Consumo de biocombustível em dobro do que se produz indicia fraude

A Europa está a consumir como biocombustível resíduos de óleo de palma em quantidade que se estima ser mais do dobro da capacidade mundial de produção, o que indicia fraude que pode esconder desflorestação, foi hoje divulgado.

Consumo de biocombustível em dobro do que se produz indicia fraude

A denúncia é feita num relatório da Federação Europeia dos Transportes e Ambiente (T&E), uma organização que defende transportes sem emissões e acessíveis e da qual a associação ambientalista portuguesa Zero faz parte.

Num comunicado sobre o relatório, a Zero destaca que o documento lança um alerta urgente sobre o uso crescente, e potencialmente fraudulento, de resíduos da indústria do óleo de palma (Palm Oil Mil Effluents — POME), nos biocombustíveis usados na Europa.

O POME utilizado na Europa é mais do dobro da capacidade estimada de produção, pelo que segundo a T&E podem estar a ser usados outros produtos de origem vegetal, como o óleo de palma virgem, e catalogados como resíduos.

Segundo o relatório citado pela Zero, o consumo de POME em biocombustíveis na União Europeia e Reino Unido atingiu um valor na ordem dos dois milhões de toneladas em 2023, quando a capacidade global real de produção destes resíduos ronda um milhão de toneladas, maioritariamente na Indonésia e na Malásia.

Dados oficiais da União Europeia indicam que entre 2020 e 2023 o consumo de biocombustíveis a partir de POME quintuplicou, com um aumento de 80% só em 2023.

Os POME, porque produzidos a partir de matérias-primas residuais, são promovidos como “verdes” em toda a Europa. Nos últimos anos houve um abandono gradual do uso de óleo de palma na produção de biocombustíveis e um aumento de produtos como o POME.

Espanha, Itália e Alemanha foram responsáveis por três quartos do consumo europeu de POME, com Espanha sozinha a utilizar 40%.

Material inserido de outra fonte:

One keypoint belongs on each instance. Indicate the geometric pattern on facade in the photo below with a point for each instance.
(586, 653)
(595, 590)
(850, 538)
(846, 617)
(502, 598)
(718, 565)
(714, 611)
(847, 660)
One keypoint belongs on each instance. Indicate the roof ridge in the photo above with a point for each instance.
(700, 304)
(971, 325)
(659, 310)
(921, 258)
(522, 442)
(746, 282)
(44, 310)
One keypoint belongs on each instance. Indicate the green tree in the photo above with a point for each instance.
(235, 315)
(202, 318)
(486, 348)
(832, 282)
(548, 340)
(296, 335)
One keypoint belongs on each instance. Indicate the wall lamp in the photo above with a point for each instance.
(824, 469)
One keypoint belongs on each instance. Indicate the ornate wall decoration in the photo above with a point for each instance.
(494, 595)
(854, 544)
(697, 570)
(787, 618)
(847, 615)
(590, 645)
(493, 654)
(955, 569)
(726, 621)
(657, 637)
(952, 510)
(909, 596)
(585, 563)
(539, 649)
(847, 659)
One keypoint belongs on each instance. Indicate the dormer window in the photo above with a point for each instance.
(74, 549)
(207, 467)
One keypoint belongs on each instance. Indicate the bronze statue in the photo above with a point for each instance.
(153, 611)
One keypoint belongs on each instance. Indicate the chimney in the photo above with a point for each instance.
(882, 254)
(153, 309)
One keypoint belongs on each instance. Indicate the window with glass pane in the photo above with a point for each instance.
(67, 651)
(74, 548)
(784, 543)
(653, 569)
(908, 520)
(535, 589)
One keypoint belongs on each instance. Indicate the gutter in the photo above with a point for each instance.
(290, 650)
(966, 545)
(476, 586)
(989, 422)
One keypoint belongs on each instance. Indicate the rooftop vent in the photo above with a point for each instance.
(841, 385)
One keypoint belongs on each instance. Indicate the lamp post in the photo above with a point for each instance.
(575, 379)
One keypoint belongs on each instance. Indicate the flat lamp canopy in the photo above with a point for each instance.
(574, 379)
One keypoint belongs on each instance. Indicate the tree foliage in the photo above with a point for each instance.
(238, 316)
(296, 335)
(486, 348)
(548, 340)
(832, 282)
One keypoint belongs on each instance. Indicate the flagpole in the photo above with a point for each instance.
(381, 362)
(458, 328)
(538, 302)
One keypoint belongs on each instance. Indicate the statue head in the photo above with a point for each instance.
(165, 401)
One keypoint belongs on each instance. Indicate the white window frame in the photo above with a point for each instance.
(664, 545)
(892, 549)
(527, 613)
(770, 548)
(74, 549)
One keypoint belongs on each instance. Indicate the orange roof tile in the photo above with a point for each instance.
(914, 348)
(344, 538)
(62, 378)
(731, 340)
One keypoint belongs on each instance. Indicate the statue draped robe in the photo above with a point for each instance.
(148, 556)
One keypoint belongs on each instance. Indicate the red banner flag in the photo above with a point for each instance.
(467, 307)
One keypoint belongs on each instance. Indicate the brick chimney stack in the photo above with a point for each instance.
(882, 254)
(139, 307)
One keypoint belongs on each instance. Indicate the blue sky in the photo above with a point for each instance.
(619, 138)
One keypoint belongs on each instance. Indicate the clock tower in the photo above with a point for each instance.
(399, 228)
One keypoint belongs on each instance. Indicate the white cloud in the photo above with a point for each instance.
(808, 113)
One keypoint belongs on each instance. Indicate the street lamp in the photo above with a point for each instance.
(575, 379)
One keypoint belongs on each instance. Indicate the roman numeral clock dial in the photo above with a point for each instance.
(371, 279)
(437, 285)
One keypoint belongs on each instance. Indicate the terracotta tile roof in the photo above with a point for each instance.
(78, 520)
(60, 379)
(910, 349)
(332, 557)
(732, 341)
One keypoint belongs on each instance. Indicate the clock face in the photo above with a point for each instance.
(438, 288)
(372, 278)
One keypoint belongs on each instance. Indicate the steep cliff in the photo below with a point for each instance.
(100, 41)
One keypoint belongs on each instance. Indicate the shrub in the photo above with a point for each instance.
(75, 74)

Portugal surge na quinta posição, com um franco crescimento entre 2020 e 2023, indica o relatório da T&E que levanta preocupações sobre uma eventual fraude.

“Embora a indústria alegue que existe uma certificação dos biocombustíveis, esta é considerada frágil por ser baseada em declarações voluntárias da indústria, sem obrigatoriedade de testes laboratoriais (…). Existindo fraude, a produção das verdadeiras matérias-primas estará a contribuir para a desflorestação”, alerta a organização.

E, acrescenta, os consumidores poderão estar, sem saber, a contribuir para a desflorestação e para a emissão de gases com efeito de estufa quando abastecem os automóveis a gasóleo com biodiesel.

A Zero salienta que Portugal não é dos principais utilizadores de POME da Europa, até porque faz parte de um conjunto de países que decidiu antecipar o fim do uso dos biocombustíveis de óleo de palma (a meta da UE é 2030).

Dados oficiais de 2024 indicam que Portugal nesse ano não produziu nem importou biodiesel feito a partir de óleo de palma virgem. “Uma boa notícia” diz a Zero, que ainda assim alerta para um cenário de suspeita em relação à produção e importação de biocombustíveis.

A associação defende por isso a revisão do sistema de certificação (controlo por autoridades públicas e não pela indústria), a criação de um sistema de informação, e divulgação, que permita saber-se a origem e tipo de matérias-primas usadas, e a criação de uma unidade de investigação europeia contra fraudes nos biocombustíveis.